The inner standard decides whether something is perfect or not. If I think this article is ready for publication, it is perfect. My editor may disagree; then (but only then!) one can agree on a new, common definition. The precision is not lessened by this. It is necessary in order to get further in the direction of the finished product. Also, it follows mostly objectively perceptible standards.

Folding to the Power of Zen

In origami, there are models that only emerge from a square after two hundred or more folding steps. A single inaccurate fold in step seven can greatly disfigure the stag beetle that is to emerge after step 289. Each step is closely related to all previous steps, and thus even an error of a millimetre increases exponentially.

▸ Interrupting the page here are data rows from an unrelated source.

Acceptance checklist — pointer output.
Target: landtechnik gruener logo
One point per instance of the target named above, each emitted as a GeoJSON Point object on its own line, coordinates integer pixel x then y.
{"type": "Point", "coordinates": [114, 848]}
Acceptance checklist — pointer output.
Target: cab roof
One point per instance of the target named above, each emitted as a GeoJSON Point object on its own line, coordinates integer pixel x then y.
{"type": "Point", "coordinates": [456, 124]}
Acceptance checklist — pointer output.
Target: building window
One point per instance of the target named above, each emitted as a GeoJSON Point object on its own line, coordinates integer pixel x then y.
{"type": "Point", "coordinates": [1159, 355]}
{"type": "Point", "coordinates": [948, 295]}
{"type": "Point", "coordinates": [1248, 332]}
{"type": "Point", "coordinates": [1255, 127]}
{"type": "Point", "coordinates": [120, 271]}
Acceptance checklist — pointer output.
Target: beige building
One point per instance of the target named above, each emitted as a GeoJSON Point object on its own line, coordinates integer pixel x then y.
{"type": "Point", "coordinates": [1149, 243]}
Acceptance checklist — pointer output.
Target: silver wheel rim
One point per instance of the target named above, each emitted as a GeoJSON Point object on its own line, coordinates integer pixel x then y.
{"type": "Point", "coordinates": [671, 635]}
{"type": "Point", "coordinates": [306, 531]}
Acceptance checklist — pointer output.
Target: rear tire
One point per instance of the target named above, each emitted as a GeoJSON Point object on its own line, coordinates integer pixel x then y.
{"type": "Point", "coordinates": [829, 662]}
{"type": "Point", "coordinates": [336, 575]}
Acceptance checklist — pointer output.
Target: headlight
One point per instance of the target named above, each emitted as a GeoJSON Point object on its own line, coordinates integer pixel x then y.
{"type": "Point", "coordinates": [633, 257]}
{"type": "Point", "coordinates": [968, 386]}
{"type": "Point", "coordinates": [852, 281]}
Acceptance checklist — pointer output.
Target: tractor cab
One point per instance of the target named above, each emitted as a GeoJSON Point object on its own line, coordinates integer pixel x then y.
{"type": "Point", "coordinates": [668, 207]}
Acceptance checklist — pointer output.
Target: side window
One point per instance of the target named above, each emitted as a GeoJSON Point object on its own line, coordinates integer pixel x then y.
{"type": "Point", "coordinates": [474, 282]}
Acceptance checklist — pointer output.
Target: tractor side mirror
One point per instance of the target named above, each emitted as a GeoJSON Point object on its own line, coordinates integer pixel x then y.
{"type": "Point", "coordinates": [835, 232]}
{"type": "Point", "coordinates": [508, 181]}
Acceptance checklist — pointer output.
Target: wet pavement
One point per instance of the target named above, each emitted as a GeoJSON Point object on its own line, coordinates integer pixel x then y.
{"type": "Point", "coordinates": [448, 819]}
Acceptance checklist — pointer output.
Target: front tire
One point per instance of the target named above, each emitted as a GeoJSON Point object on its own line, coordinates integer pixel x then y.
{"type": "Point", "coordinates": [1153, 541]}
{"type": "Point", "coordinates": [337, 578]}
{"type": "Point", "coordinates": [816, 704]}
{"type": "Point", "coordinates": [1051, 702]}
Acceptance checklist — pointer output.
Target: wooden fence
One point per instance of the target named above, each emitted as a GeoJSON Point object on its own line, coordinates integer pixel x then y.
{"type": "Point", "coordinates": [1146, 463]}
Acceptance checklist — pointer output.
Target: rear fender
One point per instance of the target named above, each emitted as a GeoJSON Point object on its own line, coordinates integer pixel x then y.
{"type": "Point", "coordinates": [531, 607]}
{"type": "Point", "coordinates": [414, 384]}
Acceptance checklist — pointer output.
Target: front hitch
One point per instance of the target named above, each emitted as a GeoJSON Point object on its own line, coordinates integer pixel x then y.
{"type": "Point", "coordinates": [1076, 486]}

A tried and tested solution to resolve the -ism issue can be to make each step the most important. Here is a small guide:

  1. Find measurable criteria to enable precision. The bearded man looks into the mirror and snips and plucks until he can’t find any more protruding hairs.
  2. Make sure that every single precise step is enjoyable or at least not annoying. If that is difficult, make the steps so small, until they are at least okay. Anyone who loathes filing a tax return, even though a refund is beckoning, can - do not laugh! - look at every single form entry as a precise and satisfying action that brings him or her closer to perfection.
  3. Practice making decisions - and sticking to them - outside of the tricky situations you are familiar with. Perfection, being finished, is based above all on your own decision when to call it a day, just like …

… I’m doing it now. It is easier to define being ready when every step is the most important one. Simply because I’m already satisfied after every single step, which makes it much easier to stop unlike when I’m trying to work towards a vague satisfaction (the perfect beard, the perfect email).

Because, ultimately, “be perfect!” means nothing more than “become complete,” and this is what we’re all, right from the outset.